Authors: Martinez, Lidia; Merino, Pablo; Santoro, Gonzalo; Martinez, Jose I.; Katsanoulis, Stergios; Ault, Jesse; Mayoral, Alvaro; Vazquez, Luis; Accolla, Mario; Dazzi, Alexandre; Mathurin, Jeremie; Borondics, Ferenc; Blazquez-Blazquez, Enrique; Shauloff, Nitzan; Lebron-Aguilar, Rosa; Quintanilla-Lopez, Jesus E.; Jelinek, Raz; Cernicharo, Jose; Stone, Howard A.; de la Pena O’Shea, Victor A.; de Andres, Pedro L.; Haller, George; Ellis, Gary J.; Martin-Gago, Jose A.

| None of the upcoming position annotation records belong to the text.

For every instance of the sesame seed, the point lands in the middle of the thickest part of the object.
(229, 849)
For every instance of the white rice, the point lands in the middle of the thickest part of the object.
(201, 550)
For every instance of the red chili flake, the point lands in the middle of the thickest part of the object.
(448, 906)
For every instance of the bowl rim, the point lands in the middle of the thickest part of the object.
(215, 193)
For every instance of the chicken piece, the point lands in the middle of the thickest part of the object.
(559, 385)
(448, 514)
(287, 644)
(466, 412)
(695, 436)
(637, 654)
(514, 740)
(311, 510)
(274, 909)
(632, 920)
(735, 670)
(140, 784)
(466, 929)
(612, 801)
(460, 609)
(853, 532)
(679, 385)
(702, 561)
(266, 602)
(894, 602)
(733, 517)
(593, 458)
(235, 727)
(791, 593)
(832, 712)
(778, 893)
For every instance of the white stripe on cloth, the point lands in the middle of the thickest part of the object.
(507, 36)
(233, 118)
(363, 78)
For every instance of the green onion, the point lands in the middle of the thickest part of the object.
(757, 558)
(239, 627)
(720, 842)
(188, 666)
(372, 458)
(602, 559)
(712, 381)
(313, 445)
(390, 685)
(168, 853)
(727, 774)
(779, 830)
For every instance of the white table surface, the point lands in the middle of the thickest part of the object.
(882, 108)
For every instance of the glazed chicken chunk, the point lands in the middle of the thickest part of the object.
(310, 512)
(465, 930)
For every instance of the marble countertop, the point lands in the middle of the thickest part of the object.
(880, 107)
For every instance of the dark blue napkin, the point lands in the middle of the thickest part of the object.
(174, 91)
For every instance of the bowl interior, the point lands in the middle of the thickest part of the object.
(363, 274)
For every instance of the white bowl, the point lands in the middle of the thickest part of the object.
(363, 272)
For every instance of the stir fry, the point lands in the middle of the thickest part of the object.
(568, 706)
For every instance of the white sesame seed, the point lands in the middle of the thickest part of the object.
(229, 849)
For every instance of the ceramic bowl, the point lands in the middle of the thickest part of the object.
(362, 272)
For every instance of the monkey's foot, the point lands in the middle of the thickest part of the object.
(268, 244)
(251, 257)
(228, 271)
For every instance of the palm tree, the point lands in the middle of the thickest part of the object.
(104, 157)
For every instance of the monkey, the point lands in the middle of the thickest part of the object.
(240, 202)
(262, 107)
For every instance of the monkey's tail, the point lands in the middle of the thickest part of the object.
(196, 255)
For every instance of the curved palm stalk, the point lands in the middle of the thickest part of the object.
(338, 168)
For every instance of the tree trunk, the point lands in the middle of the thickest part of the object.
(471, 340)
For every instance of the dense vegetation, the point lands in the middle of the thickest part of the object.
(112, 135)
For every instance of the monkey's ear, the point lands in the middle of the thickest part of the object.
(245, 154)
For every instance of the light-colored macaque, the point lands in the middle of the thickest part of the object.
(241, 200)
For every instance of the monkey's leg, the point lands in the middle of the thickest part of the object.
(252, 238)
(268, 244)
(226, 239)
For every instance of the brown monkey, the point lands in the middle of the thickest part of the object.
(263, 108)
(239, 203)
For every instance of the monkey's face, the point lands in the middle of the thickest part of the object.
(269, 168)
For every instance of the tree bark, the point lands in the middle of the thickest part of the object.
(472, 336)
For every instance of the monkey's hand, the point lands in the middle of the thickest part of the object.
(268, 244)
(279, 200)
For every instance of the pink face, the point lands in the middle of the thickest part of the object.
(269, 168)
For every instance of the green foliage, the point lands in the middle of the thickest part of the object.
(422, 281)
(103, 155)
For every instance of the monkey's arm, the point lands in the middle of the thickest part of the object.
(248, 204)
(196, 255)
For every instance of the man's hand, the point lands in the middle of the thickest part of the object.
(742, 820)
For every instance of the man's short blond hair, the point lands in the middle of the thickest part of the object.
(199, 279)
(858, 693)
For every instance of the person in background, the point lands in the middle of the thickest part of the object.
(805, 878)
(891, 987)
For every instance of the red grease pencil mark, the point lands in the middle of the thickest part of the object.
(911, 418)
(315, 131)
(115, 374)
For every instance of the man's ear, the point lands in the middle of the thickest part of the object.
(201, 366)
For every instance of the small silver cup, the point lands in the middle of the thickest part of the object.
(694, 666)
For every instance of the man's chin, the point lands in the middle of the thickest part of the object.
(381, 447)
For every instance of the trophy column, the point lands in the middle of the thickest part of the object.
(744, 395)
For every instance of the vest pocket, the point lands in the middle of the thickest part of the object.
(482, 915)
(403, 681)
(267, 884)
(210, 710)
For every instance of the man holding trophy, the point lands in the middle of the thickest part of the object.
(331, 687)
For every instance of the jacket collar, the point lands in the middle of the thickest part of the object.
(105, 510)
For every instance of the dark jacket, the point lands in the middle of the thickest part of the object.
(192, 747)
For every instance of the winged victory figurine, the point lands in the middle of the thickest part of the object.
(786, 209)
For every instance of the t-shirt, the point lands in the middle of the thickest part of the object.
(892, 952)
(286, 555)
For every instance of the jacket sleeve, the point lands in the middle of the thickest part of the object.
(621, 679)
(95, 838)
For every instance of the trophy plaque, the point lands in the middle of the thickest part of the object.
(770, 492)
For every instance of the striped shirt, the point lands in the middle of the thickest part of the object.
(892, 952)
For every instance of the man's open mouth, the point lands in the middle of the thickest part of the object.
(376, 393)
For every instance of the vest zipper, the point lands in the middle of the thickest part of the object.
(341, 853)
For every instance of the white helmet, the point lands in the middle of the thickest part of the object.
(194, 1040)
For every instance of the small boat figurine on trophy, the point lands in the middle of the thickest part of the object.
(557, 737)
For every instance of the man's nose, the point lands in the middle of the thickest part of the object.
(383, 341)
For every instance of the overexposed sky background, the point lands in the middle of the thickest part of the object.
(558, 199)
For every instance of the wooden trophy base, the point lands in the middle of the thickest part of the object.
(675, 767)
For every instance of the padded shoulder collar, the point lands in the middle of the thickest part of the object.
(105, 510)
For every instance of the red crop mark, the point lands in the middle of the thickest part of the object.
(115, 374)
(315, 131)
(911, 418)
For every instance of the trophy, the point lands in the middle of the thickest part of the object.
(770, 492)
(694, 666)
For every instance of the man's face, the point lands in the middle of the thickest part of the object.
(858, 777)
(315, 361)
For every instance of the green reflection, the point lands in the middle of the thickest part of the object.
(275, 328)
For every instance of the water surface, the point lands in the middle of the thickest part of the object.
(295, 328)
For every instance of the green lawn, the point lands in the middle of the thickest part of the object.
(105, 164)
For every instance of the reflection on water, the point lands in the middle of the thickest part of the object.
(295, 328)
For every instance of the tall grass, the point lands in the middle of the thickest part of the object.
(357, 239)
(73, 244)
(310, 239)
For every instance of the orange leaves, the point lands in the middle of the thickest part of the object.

Publication date: 2021/10/12

DOI: 10.1038/s41467-021-26184-0

Abstract: Development of sustainable processes for hydrocarbons synthesis is a fundamental challenge in chemistry since these are of unquestionable importance for the production of many essential synthetic chemicals, materials and carbon-based fuels. Current industrial processes rely on non-abundant metal catalysts, temperatures of hundreds of Celsius and pressures of tens of bars. We propose an alternative gas phase process under mild reaction conditions using only atomic carbon, molecular hydrogen and an inert carrier gas. We demonstrate that the presence of CH2 and H radicals leads to efficient C-C chain growth, producing micron-length fibres of unbranched alkanes with an average length distribution between C-23-C-33. Ab-initio calculations uncover a thermodynamically favourable methylene coupling process on the surface of carbonaceous nanoparticles, which is kinematically facilitated by a trap-and-release mechanism of the reactants and nanoparticles that is confirmed by a steady incompressible flow simulation. This work could lead to future alternative sustainable synthetic routes to critical alkane-based chemicals or fuels. There is an urgent need of cleaner and energy-efficient technologies for future sustainable chemicals and fuels. Here the authors report the gas phase synthesis of long hydrocarbon chains from atomic carbon and molecular hydrogen precursors in an inert carrier gas, avoiding the use of metal catalysts.